More on VFX Time Crunch

has a follow up to the Variety article on the crushing post-production schedules for visual effects. This was touched on in my Wasting Time post.

The problem here is the studios are making very expensive movies and want to reduce the amount of time they’re paying interest on what is essentially a huge loan. Since they can’t shoot in any less time, especially with a lot of locations and stunts, the burden falls to post-production and primarily to visual effects.

This problem is exacerbated by the fact visual effects are now the fix-it step for the filmmakers. During the course of production it’s now common for those involved to pass their problems off to the visual effects team.

“We don’t have time to move that big crane in the background.”
“Do we have to move that 12 by 12 silk? Can’t you just paint it out?”
Speaking about a large object in the middle of the shot “Would it help if we painted it green?”
“We don’t have the right eye contacts. You’ll have to fix it.”
“We haven’t decided what location this scene plays in so we’ll have to shoot it bluescreen and figure it out later.”
“It’s not working so you guys will have to fix it later. We don’t have time to do fix it now.” (Referring to a stunt, prop or practical special effects)
“You guys can remove the (rain, snow, sun, shadows, etc) right?”
“We can’t afford to do that as planned. (alternate: We don’t have time to do that.) You’ll have to do in post.”
“Isn’t that easy to do? You have computers. It’s got to be a touch of a button now a days.”
“It was never built to do that. You guys will have to make that part move.”
“I know we promised to never to look that way but that’s how it goes.”
“You’ll have to extend the top and bottom of set since they didn’t get the larger stage.”

All of these would be funny if they weren’t real quotes from a shooting set. The VFX supervisor and producer raise the issues (cost, time, quality) frequently onto deaf ears.

Everyone from the production designer to the wig person to the production manager may pass their time or budget limitations to the visual effects people.

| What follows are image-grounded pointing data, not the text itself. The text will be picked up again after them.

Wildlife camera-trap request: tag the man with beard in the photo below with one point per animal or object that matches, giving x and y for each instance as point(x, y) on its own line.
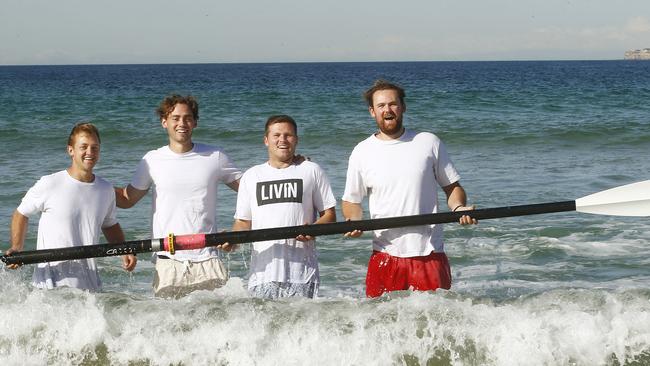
point(398, 169)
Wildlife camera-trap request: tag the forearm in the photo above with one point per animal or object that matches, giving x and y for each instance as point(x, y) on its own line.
point(457, 198)
point(19, 224)
point(241, 225)
point(114, 234)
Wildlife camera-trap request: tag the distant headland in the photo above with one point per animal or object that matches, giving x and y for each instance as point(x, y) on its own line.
point(643, 54)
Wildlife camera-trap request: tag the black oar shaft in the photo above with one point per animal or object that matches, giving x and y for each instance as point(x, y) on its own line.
point(237, 237)
point(78, 252)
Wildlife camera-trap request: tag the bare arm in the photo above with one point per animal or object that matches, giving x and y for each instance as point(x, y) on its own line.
point(19, 224)
point(114, 234)
point(457, 201)
point(328, 215)
point(241, 225)
point(234, 185)
point(352, 212)
point(126, 197)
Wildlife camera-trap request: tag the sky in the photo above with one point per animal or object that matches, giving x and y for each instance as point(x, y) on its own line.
point(37, 32)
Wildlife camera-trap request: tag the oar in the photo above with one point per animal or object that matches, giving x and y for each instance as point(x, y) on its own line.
point(629, 200)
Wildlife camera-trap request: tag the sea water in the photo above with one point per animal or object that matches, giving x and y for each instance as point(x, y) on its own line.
point(554, 289)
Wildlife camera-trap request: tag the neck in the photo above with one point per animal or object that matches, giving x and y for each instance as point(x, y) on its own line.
point(179, 147)
point(383, 136)
point(81, 175)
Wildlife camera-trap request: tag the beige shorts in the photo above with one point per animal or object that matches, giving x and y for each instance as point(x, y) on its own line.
point(175, 279)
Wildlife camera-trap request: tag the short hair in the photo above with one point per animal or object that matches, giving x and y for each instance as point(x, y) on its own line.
point(83, 127)
point(280, 118)
point(169, 103)
point(383, 85)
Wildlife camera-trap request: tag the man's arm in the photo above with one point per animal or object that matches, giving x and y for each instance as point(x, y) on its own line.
point(126, 197)
point(19, 224)
point(328, 215)
point(457, 201)
point(352, 212)
point(114, 234)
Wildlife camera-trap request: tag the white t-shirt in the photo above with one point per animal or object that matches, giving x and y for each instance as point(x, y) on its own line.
point(399, 176)
point(73, 213)
point(271, 197)
point(184, 197)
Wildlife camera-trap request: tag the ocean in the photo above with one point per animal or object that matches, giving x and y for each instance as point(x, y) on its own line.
point(553, 289)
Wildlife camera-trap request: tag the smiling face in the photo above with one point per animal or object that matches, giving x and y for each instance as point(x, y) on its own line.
point(281, 140)
point(387, 110)
point(179, 124)
point(84, 153)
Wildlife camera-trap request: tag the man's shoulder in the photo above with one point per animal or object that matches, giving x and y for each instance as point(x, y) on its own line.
point(53, 179)
point(102, 183)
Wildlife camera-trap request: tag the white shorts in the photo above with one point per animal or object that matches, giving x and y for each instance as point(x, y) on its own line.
point(175, 279)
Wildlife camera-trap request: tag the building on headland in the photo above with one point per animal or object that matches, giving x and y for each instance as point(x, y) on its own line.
point(643, 54)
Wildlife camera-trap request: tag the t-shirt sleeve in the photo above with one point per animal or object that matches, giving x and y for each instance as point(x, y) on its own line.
point(34, 200)
point(323, 195)
point(142, 177)
point(229, 173)
point(243, 210)
point(355, 189)
point(444, 170)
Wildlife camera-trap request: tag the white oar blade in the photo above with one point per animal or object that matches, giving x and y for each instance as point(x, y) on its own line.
point(628, 200)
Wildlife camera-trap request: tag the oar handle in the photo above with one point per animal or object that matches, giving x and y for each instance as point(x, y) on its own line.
point(77, 252)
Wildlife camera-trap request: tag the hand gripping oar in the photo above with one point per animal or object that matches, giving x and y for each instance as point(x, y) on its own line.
point(629, 200)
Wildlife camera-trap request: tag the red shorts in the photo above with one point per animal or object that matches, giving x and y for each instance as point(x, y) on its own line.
point(388, 273)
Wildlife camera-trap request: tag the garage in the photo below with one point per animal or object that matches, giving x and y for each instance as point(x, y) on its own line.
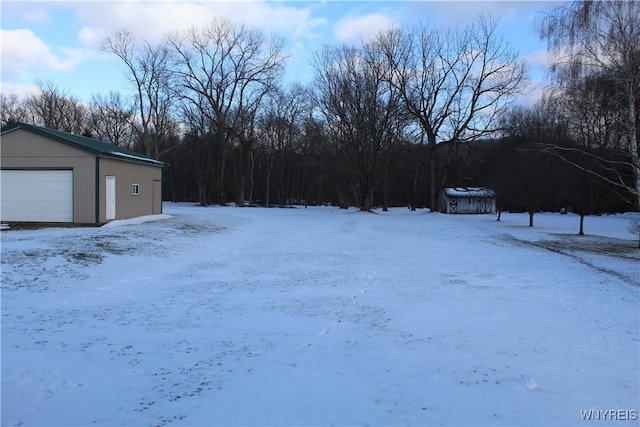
point(37, 195)
point(53, 176)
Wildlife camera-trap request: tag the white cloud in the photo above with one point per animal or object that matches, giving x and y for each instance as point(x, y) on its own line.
point(153, 20)
point(22, 51)
point(352, 29)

In the end they come out looking like heroes for finishing on time and budget. Some of the production people even get bonuses for accomplishing this. Unfortunately the buck stops at the door to the visual effects team. There’s no one we can pass the problem on to. Also note that any budget or time savings production gets from doing this is not passed on the visual effects budget. Ultimately it comes out of the same overall budget but for accounting reasons their separate.

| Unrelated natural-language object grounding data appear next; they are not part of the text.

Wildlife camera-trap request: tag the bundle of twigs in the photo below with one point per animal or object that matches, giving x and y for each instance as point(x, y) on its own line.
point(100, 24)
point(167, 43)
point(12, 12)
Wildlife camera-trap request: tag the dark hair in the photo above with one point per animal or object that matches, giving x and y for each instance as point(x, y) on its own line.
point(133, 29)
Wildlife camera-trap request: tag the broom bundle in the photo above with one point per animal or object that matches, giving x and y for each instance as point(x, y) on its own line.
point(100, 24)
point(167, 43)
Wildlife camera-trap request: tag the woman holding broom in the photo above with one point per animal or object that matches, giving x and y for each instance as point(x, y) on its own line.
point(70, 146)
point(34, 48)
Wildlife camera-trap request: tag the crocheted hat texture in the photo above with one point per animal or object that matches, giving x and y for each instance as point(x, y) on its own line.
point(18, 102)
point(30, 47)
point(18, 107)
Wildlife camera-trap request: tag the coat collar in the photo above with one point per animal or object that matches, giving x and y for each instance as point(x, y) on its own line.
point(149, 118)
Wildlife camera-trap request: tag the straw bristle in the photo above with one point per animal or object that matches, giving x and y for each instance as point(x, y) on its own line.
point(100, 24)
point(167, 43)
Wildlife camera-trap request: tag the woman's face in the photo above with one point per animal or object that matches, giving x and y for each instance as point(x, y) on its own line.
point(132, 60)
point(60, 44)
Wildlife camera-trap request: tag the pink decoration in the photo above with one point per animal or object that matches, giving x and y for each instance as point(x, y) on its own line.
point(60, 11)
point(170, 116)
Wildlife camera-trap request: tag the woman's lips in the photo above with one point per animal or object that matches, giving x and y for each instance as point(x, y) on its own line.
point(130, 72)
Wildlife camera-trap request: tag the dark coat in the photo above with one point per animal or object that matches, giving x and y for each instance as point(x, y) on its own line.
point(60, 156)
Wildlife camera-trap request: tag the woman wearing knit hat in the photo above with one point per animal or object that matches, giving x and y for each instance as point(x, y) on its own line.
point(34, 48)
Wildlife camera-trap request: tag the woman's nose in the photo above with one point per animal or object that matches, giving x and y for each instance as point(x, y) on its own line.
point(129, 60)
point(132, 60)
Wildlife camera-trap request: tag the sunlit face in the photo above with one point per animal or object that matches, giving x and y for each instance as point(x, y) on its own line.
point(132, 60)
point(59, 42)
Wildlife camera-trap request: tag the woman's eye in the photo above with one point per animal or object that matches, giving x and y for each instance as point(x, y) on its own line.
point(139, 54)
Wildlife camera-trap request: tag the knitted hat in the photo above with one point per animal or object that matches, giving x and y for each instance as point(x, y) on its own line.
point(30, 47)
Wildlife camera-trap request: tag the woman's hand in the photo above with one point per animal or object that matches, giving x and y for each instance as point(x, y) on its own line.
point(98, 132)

Months later when some of production people see the final shots they will have forgotten that they didn’t allow time to shoot that sequence correctly or that you saved their production schedule.

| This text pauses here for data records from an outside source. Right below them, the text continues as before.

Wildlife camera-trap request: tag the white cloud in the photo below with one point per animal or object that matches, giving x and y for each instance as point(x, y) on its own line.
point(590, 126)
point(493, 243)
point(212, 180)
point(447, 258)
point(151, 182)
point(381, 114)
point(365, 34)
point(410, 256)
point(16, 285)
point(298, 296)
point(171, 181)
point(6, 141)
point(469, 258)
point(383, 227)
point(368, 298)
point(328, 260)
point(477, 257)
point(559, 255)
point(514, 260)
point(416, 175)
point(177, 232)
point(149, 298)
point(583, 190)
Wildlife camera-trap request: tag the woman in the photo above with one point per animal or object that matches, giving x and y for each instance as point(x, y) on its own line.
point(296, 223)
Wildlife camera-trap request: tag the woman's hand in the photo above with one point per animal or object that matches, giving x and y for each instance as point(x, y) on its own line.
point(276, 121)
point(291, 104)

So at this point the visual effects supervisor has to explain to his vfx team and the studio vfx producer they now have another 100-200 shots to do and the pre-planning that was done for some sequences was tossed out and will now have to be done using plates that were shot in the worst conditions. (such as FG bluescreen with fictional lighting and angles to match BG plates done later) Personally I push for less shots done well than a lot of shots done poorly.

As long as the studios make money on the films under compressed time constraints and qulaity isn't the highest thing on the directo's list they will continue to compress the schedules more and more.
It won’t surprise me in the next 2 years if a big tentpole vfx film has to have its release date postponed or to be released with major vfx problems clearly evident to average the audience. And of course the visual effects people will be to blame.

Should the visual effects people be the ones to bare the brunt of the studio money and time issues and be forced to sacrifice their time and family life?

The reason most of us got into visual effects was to create great work and because it was fun. If that’s now boiling down to trying to crank out as much work as possible with lower quality the fun factor will certainly be gone.